Ship's Captain
Richard Brooks is said to have had little formal education before entering the British East India Company's service at an early age, rising to command his own ship. During the first French Revolutionary War he traded to Oporto, the Mediterranean and the Baltic, carrying a letter of marque, but later returned to the East India service.
He began his association with New South Wales in 1802 when he captained the convict transport Atlas I.
The 222 day voyage of the "Atlas I" was one of the worse in the history of transportation to Australia. During the voyage 64 people died, another four dying shortly after disembarkation. The remainder were "in a dreadfully emaciated and dying state" (Governor King). Governor King asked a committee of enquiry whether Captain Brooks' private trade goods which took up space in the hospital and prison and the unnecessary stops en route to Australia contributed to the deaths. The committee stated that mortality had been caused by "the want of proper attention to cleanliness, the want of free circulation of air, and the lumbered state of the prison and hospital".

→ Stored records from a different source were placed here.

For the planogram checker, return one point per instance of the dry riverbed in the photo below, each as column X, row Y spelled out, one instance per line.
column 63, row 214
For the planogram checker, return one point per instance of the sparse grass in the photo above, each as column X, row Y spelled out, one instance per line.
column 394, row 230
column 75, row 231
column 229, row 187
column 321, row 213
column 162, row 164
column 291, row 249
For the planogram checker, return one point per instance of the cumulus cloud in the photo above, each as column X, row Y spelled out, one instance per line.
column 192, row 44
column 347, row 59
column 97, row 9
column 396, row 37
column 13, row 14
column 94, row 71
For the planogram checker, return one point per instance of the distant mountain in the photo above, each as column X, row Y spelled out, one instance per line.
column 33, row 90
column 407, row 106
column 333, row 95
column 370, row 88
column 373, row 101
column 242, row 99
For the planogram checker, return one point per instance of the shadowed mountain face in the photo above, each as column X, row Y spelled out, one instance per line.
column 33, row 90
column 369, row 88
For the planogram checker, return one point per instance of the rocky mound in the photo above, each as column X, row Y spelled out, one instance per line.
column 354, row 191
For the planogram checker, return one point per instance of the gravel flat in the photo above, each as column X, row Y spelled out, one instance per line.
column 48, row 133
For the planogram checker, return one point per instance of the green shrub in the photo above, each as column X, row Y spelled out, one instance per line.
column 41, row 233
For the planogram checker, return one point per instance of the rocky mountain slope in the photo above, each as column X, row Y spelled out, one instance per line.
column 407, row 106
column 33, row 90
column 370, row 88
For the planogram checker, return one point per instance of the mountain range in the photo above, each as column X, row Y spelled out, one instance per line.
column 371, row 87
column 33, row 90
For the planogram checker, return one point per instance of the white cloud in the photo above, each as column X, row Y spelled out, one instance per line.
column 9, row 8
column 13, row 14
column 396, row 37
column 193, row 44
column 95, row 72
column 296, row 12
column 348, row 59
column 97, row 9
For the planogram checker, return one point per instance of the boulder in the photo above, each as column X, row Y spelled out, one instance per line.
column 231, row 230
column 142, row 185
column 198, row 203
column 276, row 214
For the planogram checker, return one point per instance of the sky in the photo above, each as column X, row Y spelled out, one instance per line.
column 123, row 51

In 1806 he was captain of another transport, the Alexander; thereafter he made a number of trading trips to the colony, in the Rose in 1808, the Simon Cock in 1810, and the Argo in 1811, and built up large interests in the colony. In 1812 he fathered an illegitimate child with Ann Jamieson in Sydney. In February 1813 Brooks was on his way to England in the Isabella when she was wrecked near the Falkland Islands, and he sailed to Buenos Aires in a long-boat for help. In July he asked for permission to go to New South Wales as a free settler. Allowed to go, he arrived in March 1814 with his wife Christiana, née Passmore (1776–1835), daughter of another East India captain, and children in the Spring.